Introduction

In wine, quality is a product of combining numerous different factors. A few of these factors might be pH, sulfate content, chloride content, density, and flatness. However this, then, begs the following question: can wine quality be accurately predicted based on such variables? Through this study, it was investigated whether wine’s pH and sulfur content could be used to accurately predict its quality.

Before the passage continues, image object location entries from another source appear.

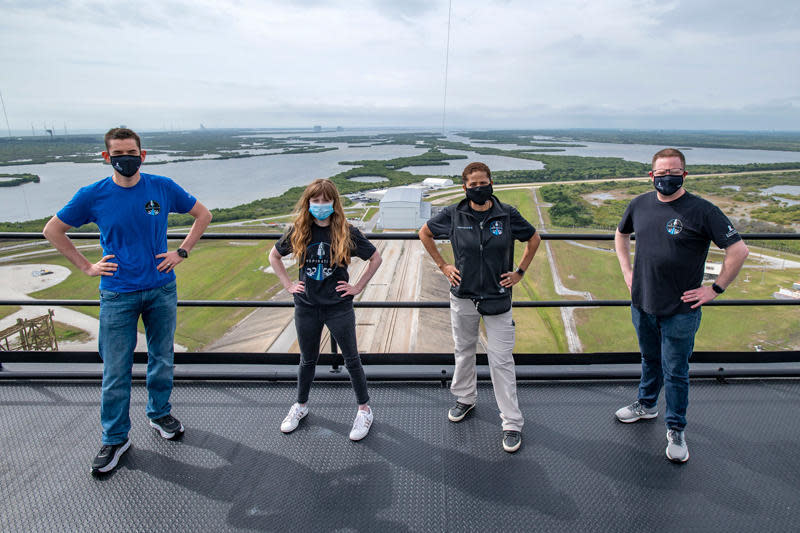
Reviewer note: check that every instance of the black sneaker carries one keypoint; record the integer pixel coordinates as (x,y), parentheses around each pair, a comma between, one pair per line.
(107,458)
(457,413)
(168,426)
(512,440)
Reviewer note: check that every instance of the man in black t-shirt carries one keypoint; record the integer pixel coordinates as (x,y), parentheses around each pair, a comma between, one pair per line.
(673,231)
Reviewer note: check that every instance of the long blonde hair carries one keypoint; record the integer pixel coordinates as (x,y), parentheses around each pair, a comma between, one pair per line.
(340,230)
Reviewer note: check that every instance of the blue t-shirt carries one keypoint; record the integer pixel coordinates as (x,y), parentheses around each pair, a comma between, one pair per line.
(133,226)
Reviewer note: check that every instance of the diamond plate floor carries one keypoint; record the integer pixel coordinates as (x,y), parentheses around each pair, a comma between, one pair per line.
(578,469)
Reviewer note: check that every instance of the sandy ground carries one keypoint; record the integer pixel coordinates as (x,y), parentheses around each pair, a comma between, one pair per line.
(17,281)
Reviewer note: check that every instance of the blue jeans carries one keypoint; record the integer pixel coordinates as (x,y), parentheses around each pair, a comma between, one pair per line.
(666,343)
(119,315)
(341,322)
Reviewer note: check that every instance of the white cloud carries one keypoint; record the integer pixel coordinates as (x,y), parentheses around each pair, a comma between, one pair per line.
(152,63)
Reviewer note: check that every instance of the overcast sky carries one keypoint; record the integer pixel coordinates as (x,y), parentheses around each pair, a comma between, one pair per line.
(152,64)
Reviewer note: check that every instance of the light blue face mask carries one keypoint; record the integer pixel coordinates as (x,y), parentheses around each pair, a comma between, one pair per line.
(320,211)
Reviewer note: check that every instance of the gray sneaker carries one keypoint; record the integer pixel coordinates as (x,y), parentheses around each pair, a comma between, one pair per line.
(677,451)
(636,411)
(459,411)
(512,440)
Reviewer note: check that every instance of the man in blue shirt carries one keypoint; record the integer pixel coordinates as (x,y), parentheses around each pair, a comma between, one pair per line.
(137,278)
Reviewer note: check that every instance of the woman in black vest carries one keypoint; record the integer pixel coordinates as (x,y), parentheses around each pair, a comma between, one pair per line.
(482,231)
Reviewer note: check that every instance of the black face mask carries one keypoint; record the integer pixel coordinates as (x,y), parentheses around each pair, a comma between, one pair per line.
(127,165)
(480,195)
(668,185)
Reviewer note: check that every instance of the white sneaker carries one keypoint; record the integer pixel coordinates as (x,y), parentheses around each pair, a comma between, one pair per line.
(677,451)
(296,413)
(361,425)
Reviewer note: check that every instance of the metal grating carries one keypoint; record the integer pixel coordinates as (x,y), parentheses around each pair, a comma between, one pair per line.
(578,470)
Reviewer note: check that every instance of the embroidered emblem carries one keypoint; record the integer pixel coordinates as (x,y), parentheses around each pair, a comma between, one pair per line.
(674,226)
(152,208)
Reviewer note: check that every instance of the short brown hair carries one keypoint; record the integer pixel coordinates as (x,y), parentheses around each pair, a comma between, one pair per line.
(669,152)
(122,133)
(475,167)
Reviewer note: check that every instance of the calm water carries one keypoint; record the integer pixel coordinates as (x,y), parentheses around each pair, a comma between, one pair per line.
(230,182)
(643,153)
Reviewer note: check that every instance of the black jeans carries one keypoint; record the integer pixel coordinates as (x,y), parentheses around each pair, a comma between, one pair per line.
(341,322)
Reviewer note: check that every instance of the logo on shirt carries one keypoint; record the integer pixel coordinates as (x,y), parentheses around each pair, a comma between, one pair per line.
(152,208)
(674,226)
(317,265)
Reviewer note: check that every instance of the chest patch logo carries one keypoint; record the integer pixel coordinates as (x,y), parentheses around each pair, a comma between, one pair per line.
(317,265)
(152,208)
(674,226)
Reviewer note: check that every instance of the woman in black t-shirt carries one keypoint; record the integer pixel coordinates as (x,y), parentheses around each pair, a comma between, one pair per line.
(323,242)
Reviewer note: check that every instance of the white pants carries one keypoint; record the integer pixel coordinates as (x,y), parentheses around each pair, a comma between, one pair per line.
(465,320)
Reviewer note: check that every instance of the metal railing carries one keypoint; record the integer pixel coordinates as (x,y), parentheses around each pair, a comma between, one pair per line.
(415,359)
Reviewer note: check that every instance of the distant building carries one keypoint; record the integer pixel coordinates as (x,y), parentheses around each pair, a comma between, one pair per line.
(376,195)
(437,183)
(786,294)
(403,208)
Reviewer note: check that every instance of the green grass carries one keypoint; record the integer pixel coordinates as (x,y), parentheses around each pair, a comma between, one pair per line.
(67,333)
(216,270)
(722,328)
(6,310)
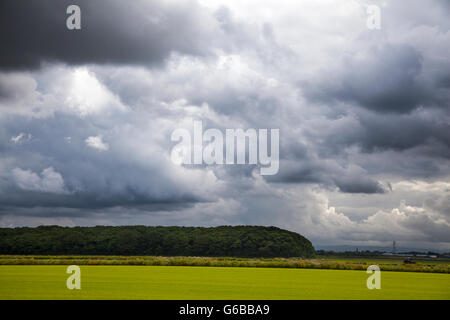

The pH of a substance is its relative contents of hydrogen and hydroxide ions. pH is calculated by calculating the negative, base 10 logarithm of hydroxide ion concentration in a substance. Substances with higher pH (above 7) exhibit basic qualities, whereas those with lower pH (below 7) exhibit acidic qualities.

Many experts note that a wine’s pH affects almost every aspect of the wine: flavor, aroma, color, and potentially even quality (http://winemakersacademy.com/importance-ph-wine-making/). pH has even been unofficially dubbed the “backbone of a wine.” pH is, specifically, said to affect the ability of bacteria to populate the wine and the saturation of the wine’s color. Since quality of wine is a direct product of the wine’s combined characteristics, varying pH of most wines should tend to affect its quality since other factors related to pH would vary as well. Therefore, an association between pH and quality is to be expected.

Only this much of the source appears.